S.G. : Pas du tout. De plus, la Côte d’Ivoire a déjà entretenu d’excellentes relations avec Israël. Le président Houphouët-Boigny était très pro-israélien. Israël peut nous fournir des conseils dans de nombreux domaines, notamment en matière de sécurité, mais aussi dans d’autres secteurs économiques ou sociaux.

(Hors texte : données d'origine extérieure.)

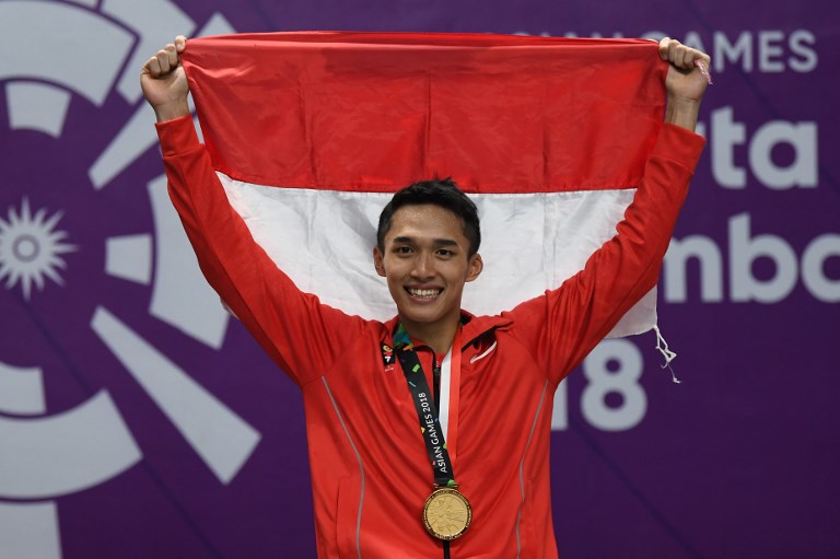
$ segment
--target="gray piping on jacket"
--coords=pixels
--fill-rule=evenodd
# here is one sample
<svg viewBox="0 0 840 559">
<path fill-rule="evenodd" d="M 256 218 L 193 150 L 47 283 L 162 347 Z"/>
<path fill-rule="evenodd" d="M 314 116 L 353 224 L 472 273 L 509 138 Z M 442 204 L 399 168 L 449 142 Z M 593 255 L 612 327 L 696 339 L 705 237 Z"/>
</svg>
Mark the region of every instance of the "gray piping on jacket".
<svg viewBox="0 0 840 559">
<path fill-rule="evenodd" d="M 329 384 L 327 384 L 327 377 L 322 376 L 320 380 L 324 382 L 324 387 L 327 389 L 327 396 L 329 396 L 329 401 L 332 403 L 332 409 L 336 410 L 336 416 L 338 416 L 338 421 L 341 423 L 341 429 L 345 430 L 347 440 L 350 441 L 350 447 L 353 449 L 353 452 L 355 453 L 355 459 L 359 461 L 359 470 L 362 473 L 362 492 L 359 496 L 359 515 L 357 516 L 357 520 L 355 520 L 355 552 L 359 556 L 359 559 L 362 559 L 362 545 L 360 540 L 360 536 L 362 532 L 362 504 L 364 504 L 364 466 L 362 465 L 362 456 L 361 454 L 359 454 L 359 450 L 355 447 L 353 438 L 350 436 L 350 431 L 347 430 L 345 418 L 341 417 L 341 412 L 338 410 L 338 406 L 336 405 L 336 398 L 332 397 L 332 391 L 329 389 Z"/>
<path fill-rule="evenodd" d="M 522 522 L 522 508 L 525 505 L 525 455 L 530 447 L 530 440 L 534 438 L 534 431 L 537 429 L 537 419 L 542 411 L 542 403 L 546 399 L 546 391 L 548 389 L 548 381 L 542 386 L 542 394 L 539 396 L 539 405 L 537 406 L 537 412 L 534 415 L 534 422 L 530 424 L 530 433 L 528 434 L 528 442 L 525 443 L 525 451 L 522 453 L 522 459 L 520 461 L 520 490 L 522 491 L 522 503 L 520 503 L 520 511 L 516 514 L 516 559 L 522 555 L 522 540 L 520 539 L 520 523 Z"/>
</svg>

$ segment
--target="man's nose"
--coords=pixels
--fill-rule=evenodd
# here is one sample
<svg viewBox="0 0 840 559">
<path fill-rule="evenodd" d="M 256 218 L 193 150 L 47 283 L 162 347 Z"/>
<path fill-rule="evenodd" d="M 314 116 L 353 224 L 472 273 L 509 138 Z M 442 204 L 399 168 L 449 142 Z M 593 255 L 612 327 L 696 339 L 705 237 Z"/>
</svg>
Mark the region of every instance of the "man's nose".
<svg viewBox="0 0 840 559">
<path fill-rule="evenodd" d="M 424 279 L 434 276 L 434 255 L 420 253 L 415 259 L 415 266 L 411 268 L 413 278 Z"/>
</svg>

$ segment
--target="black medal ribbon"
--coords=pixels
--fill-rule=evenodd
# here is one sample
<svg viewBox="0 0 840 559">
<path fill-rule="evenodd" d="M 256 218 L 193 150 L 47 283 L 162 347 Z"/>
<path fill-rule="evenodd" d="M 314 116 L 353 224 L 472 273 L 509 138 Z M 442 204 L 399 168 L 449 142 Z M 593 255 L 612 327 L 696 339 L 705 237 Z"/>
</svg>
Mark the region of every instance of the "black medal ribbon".
<svg viewBox="0 0 840 559">
<path fill-rule="evenodd" d="M 397 350 L 397 360 L 406 375 L 406 383 L 415 401 L 417 418 L 420 421 L 420 429 L 423 433 L 425 451 L 429 454 L 429 461 L 434 470 L 434 485 L 438 487 L 455 487 L 455 474 L 450 459 L 450 452 L 446 450 L 446 440 L 438 417 L 438 406 L 434 403 L 434 396 L 429 389 L 429 383 L 420 365 L 420 358 L 415 351 L 413 345 L 408 339 L 406 343 L 400 334 L 405 333 L 402 325 L 399 325 L 397 335 L 394 337 L 394 346 Z"/>
</svg>

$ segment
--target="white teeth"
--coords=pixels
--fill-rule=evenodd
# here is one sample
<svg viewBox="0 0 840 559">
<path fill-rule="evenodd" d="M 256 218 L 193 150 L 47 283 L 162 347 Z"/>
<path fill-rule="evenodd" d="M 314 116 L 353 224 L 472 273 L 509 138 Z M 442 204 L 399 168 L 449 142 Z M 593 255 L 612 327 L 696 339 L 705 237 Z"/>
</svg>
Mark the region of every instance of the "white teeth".
<svg viewBox="0 0 840 559">
<path fill-rule="evenodd" d="M 435 298 L 441 294 L 440 289 L 409 289 L 409 293 L 411 293 L 412 296 L 422 296 L 422 298 Z"/>
</svg>

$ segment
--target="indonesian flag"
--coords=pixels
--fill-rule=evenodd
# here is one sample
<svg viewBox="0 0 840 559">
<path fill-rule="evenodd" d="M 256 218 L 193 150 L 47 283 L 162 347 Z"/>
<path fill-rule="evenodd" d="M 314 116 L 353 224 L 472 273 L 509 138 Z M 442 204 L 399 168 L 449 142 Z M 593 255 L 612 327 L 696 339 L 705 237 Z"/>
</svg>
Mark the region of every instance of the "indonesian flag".
<svg viewBox="0 0 840 559">
<path fill-rule="evenodd" d="M 190 39 L 184 66 L 231 205 L 303 291 L 396 313 L 372 263 L 397 189 L 452 176 L 482 225 L 464 308 L 559 287 L 616 232 L 664 116 L 640 39 L 279 33 Z M 649 293 L 611 336 L 654 326 Z"/>
</svg>

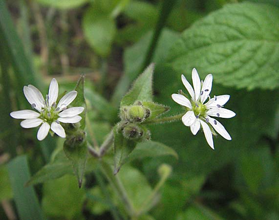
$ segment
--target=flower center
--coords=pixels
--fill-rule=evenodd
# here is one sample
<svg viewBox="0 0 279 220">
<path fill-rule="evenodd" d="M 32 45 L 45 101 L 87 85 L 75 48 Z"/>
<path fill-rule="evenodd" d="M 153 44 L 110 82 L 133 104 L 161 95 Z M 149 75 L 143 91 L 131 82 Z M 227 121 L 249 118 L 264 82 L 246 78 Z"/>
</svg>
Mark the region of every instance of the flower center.
<svg viewBox="0 0 279 220">
<path fill-rule="evenodd" d="M 207 109 L 205 105 L 201 103 L 192 103 L 192 108 L 196 117 L 201 116 L 204 117 L 206 116 Z"/>
</svg>

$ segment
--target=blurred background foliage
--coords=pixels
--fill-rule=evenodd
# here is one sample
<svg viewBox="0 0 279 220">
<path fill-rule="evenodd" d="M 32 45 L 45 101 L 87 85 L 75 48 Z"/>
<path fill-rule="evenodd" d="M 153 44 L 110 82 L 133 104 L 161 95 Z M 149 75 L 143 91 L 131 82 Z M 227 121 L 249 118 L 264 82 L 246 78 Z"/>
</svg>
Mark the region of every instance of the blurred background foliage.
<svg viewBox="0 0 279 220">
<path fill-rule="evenodd" d="M 232 141 L 215 138 L 214 151 L 181 122 L 150 126 L 152 140 L 179 157 L 136 159 L 119 172 L 140 208 L 162 178 L 158 168 L 172 166 L 139 219 L 279 219 L 278 7 L 277 0 L 0 0 L 0 219 L 126 219 L 95 161 L 79 189 L 60 154 L 63 140 L 39 142 L 36 130 L 21 129 L 9 113 L 29 108 L 23 86 L 45 94 L 55 77 L 61 92 L 70 90 L 85 74 L 88 136 L 100 145 L 121 98 L 153 62 L 155 101 L 170 114 L 181 110 L 171 98 L 184 89 L 181 74 L 191 79 L 194 66 L 201 78 L 213 74 L 212 94 L 231 95 L 226 107 L 236 116 L 223 123 Z M 49 162 L 55 179 L 23 187 Z"/>
</svg>

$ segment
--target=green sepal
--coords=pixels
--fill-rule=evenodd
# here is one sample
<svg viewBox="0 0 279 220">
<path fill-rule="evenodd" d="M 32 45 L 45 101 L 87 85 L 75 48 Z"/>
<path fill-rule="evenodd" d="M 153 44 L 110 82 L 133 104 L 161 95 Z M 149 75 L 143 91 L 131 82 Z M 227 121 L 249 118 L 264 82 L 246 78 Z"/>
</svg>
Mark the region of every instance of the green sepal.
<svg viewBox="0 0 279 220">
<path fill-rule="evenodd" d="M 84 130 L 85 128 L 85 116 L 86 112 L 86 103 L 84 97 L 84 81 L 85 76 L 84 75 L 82 75 L 79 79 L 75 88 L 75 90 L 78 92 L 77 97 L 73 102 L 69 105 L 68 107 L 82 107 L 85 108 L 84 111 L 79 114 L 82 118 L 79 122 L 80 124 L 80 128 L 82 130 Z"/>
<path fill-rule="evenodd" d="M 72 162 L 80 188 L 88 158 L 87 142 L 85 138 L 85 132 L 78 130 L 74 134 L 67 135 L 64 145 L 64 153 Z"/>
<path fill-rule="evenodd" d="M 132 105 L 137 100 L 152 101 L 152 80 L 153 71 L 154 64 L 151 64 L 137 78 L 131 88 L 122 98 L 120 103 L 121 107 Z"/>
<path fill-rule="evenodd" d="M 114 134 L 114 170 L 113 173 L 118 173 L 121 166 L 125 163 L 127 158 L 132 152 L 136 145 L 136 142 L 126 138 L 121 131 L 115 126 L 113 130 Z"/>
<path fill-rule="evenodd" d="M 142 102 L 143 106 L 150 111 L 150 115 L 147 120 L 153 119 L 170 110 L 170 107 L 151 102 Z"/>
</svg>

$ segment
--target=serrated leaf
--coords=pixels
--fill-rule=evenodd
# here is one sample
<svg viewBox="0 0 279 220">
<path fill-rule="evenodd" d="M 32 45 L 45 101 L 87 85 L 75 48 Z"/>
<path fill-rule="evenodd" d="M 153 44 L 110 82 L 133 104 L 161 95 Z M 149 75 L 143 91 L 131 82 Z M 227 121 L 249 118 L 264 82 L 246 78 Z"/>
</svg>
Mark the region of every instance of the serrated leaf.
<svg viewBox="0 0 279 220">
<path fill-rule="evenodd" d="M 266 13 L 268 12 L 268 13 Z M 174 45 L 167 63 L 176 71 L 237 88 L 279 87 L 279 9 L 244 2 L 227 4 L 195 23 Z"/>
<path fill-rule="evenodd" d="M 88 0 L 36 0 L 39 3 L 50 7 L 68 9 L 76 8 L 85 4 Z"/>
<path fill-rule="evenodd" d="M 78 130 L 73 134 L 67 135 L 64 142 L 64 150 L 65 154 L 72 163 L 79 187 L 81 188 L 88 158 L 85 132 Z"/>
<path fill-rule="evenodd" d="M 86 39 L 94 51 L 102 57 L 107 56 L 116 32 L 114 20 L 110 15 L 92 6 L 83 17 L 83 29 Z"/>
<path fill-rule="evenodd" d="M 131 88 L 124 96 L 120 106 L 129 106 L 136 101 L 152 101 L 152 80 L 154 64 L 150 64 L 134 82 Z"/>
<path fill-rule="evenodd" d="M 71 162 L 63 151 L 56 155 L 53 161 L 44 166 L 27 182 L 26 186 L 57 179 L 65 174 L 72 173 Z"/>
<path fill-rule="evenodd" d="M 134 150 L 136 143 L 125 138 L 122 133 L 118 132 L 115 127 L 114 133 L 114 175 L 118 173 L 121 166 L 124 164 L 127 158 Z"/>
<path fill-rule="evenodd" d="M 170 155 L 178 158 L 175 151 L 164 144 L 152 141 L 139 143 L 132 152 L 127 158 L 125 163 L 136 159 L 144 157 L 156 157 L 157 156 Z"/>
<path fill-rule="evenodd" d="M 143 102 L 142 105 L 150 110 L 150 115 L 147 121 L 161 115 L 170 110 L 170 107 L 151 102 Z"/>
</svg>

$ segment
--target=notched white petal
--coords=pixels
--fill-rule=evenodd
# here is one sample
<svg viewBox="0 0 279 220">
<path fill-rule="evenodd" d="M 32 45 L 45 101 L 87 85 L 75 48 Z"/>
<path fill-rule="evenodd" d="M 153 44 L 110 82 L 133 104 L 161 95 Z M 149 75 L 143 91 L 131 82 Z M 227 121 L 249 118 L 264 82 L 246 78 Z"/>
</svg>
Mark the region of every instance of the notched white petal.
<svg viewBox="0 0 279 220">
<path fill-rule="evenodd" d="M 51 106 L 54 102 L 56 102 L 58 97 L 58 83 L 54 78 L 51 80 L 48 89 L 48 105 Z"/>
<path fill-rule="evenodd" d="M 59 113 L 58 115 L 60 117 L 73 117 L 80 114 L 84 110 L 84 107 L 70 108 Z"/>
<path fill-rule="evenodd" d="M 10 113 L 10 115 L 17 119 L 30 119 L 38 118 L 40 116 L 40 114 L 32 110 L 26 110 L 13 111 Z"/>
<path fill-rule="evenodd" d="M 232 137 L 230 134 L 227 132 L 223 125 L 217 121 L 216 119 L 208 117 L 209 123 L 213 128 L 221 136 L 227 140 L 232 140 Z"/>
<path fill-rule="evenodd" d="M 76 91 L 71 91 L 66 94 L 60 99 L 57 107 L 61 109 L 68 106 L 76 98 L 77 93 Z"/>
<path fill-rule="evenodd" d="M 46 137 L 46 135 L 48 133 L 50 128 L 50 126 L 48 123 L 46 122 L 43 123 L 43 125 L 40 127 L 37 134 L 37 138 L 39 140 L 43 140 L 45 138 L 45 137 Z"/>
<path fill-rule="evenodd" d="M 79 115 L 76 115 L 73 117 L 64 117 L 63 118 L 58 118 L 58 121 L 64 123 L 77 123 L 81 120 L 82 117 Z"/>
<path fill-rule="evenodd" d="M 201 124 L 203 132 L 204 133 L 204 136 L 205 136 L 205 139 L 206 139 L 207 143 L 210 147 L 214 150 L 214 144 L 213 143 L 212 133 L 211 132 L 211 131 L 210 131 L 209 126 L 207 124 L 201 120 L 200 121 L 200 123 Z"/>
<path fill-rule="evenodd" d="M 196 118 L 193 111 L 188 111 L 182 116 L 182 122 L 186 126 L 191 126 L 193 125 Z"/>
<path fill-rule="evenodd" d="M 190 128 L 193 134 L 195 135 L 200 128 L 200 122 L 199 122 L 199 120 L 196 120 L 194 123 L 191 126 Z"/>
<path fill-rule="evenodd" d="M 52 130 L 54 133 L 60 136 L 61 137 L 64 138 L 66 137 L 66 134 L 65 133 L 65 131 L 63 127 L 57 122 L 52 122 L 51 123 L 51 126 L 50 127 L 51 129 Z"/>
<path fill-rule="evenodd" d="M 184 75 L 181 75 L 181 80 L 182 80 L 182 83 L 183 85 L 188 91 L 188 92 L 191 96 L 191 98 L 193 100 L 195 99 L 195 93 L 194 92 L 194 90 L 193 89 L 193 88 L 191 86 L 191 85 L 189 83 L 189 82 L 187 81 Z"/>
<path fill-rule="evenodd" d="M 197 100 L 199 98 L 200 94 L 200 79 L 198 74 L 195 68 L 192 70 L 192 80 L 193 81 L 193 86 L 194 87 L 194 90 L 195 92 L 195 100 Z"/>
<path fill-rule="evenodd" d="M 231 110 L 223 108 L 214 108 L 210 109 L 207 114 L 208 115 L 224 118 L 231 118 L 236 116 L 236 113 Z"/>
<path fill-rule="evenodd" d="M 39 126 L 42 122 L 43 120 L 40 118 L 25 119 L 21 122 L 21 126 L 24 128 L 35 128 Z"/>
<path fill-rule="evenodd" d="M 172 94 L 172 98 L 174 102 L 178 103 L 179 105 L 185 106 L 190 109 L 192 109 L 191 103 L 189 100 L 184 95 L 180 94 Z"/>
</svg>

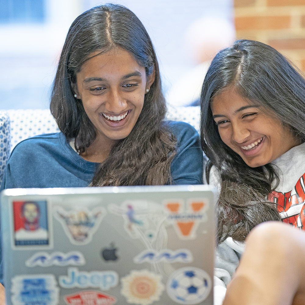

J.A.I. : Cette ouverture de la Côte d’Ivoire vers d’autres pays signifie-t-elle que vos relations avec la France sont une page tournée ?
S.G. : Nos relations évolueront forcément. Après ce qui s’est passé, rien ne sera plus jamais pareil. Mais ce qui arrive aujourd’hui en Côte d’Ivoire vaudra aussi pour toute l’Afrique. Regardez ce qui s’est déjà produit à Madagascar. La France va devoir faire face, dans l’avenir, à de plus en plus de chefs d’État, comme le président Gbagbo, qui ne seront plus aux ordres. Et elle devra s’y adapter.

J.A./l’intelligent et www.proche-orient.info.

* Selon nos informations, seuls quatre charters ont été affrétés par la France (les 3 et 25 mars, les 5 et 23 avril) pour Abidjan. Au total, ce sont 136 Ivoiriens qui ont été ainsi refoulés.